The thing that I tell new teachers every time someone has to stand in front of a class for the first time is: realize that you are the expert in the room. And that's absolutely all you need to be a great teacher. From there, it's emotional intelligence. It's practice. It's "how do I create a space that allows me to offer something and for the group to pick it up and do something with it." That's something that's art.
Just like how you became a great technologist. You had to practice. You had to code. Same thing's true for teaching. Just go and do it.
Gene Kim
Fantastic. We were talking off stage — I thought it was so interesting that this is a conference first in ten years. You are one of three organizational psychology PhDs. I've read lots of papers.
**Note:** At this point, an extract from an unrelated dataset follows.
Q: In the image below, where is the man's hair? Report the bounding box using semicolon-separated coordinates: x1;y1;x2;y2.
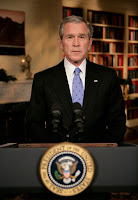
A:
59;15;93;40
If you had to boil down that huge body of knowledge, what specific tools, techniques that come out of this body of knowledge would you recommend to leaders for them to use in their own daily work?
André Martin
I'll make it super simple. As a leader in a company, your only job, as I said before, is to add legitimacy to conversations. I believe that your calendar is your company, and your company is the team or function that you run. So how you spend your time is going to dictate where attention is.
The biggest lesson I learned out of psychology — especially in organizations — is that strategy isn't developed. It's either participated in or not. Every single day, everyone's making decisions that either align to where we want to go, or they don't. The x-factor between those two things — between me following a strategy or creating my own — is: how good is my leader at painting a picture on why the world is better with us in it, how we make money, how we do work, and what's in it for you if you stick around?
I think that's kind of the simplest thing you can do — do that every day, every moment you can, every chance you get. And you will inherently have a more motivated, more committed, more focused team — and that will produce the growth you want to see.
Gene Kim
Very good. Thank you. Round of applause for Dr. André Martin.
André Martin
Thanks, everybody. Have a great conference. Thanks, man.
Logistics Host
All right, everybody, we are at the end of the ultimate GenAI learning experience, but we are not at the end of the day yet. We have a lot more in store for you.
We're heading into the break right now — a really short break. Then we're going to have workshops starting at 2:45. Visit our sponsors in the expo hall, and then be back here in this room for a musical number by Forrest Brazeal. Yes, I said that right — a musical number by Forrest Brazeal. Then we have Lightning Talks, and then we have book signings, all starting at 5:25.
John mentioned one of the workshops; we have two other ones — those are happening right now. Then the Lightning Talks back in this room after Forrest's performance — yes, performance — at 5:45. You'll be educated, you'll be entertained. You will definitely not want to miss that.
Then we have IT Revolution authors signing five books tonight. Stock up on your books for your bookshelves. We'll see you back here at 5:25.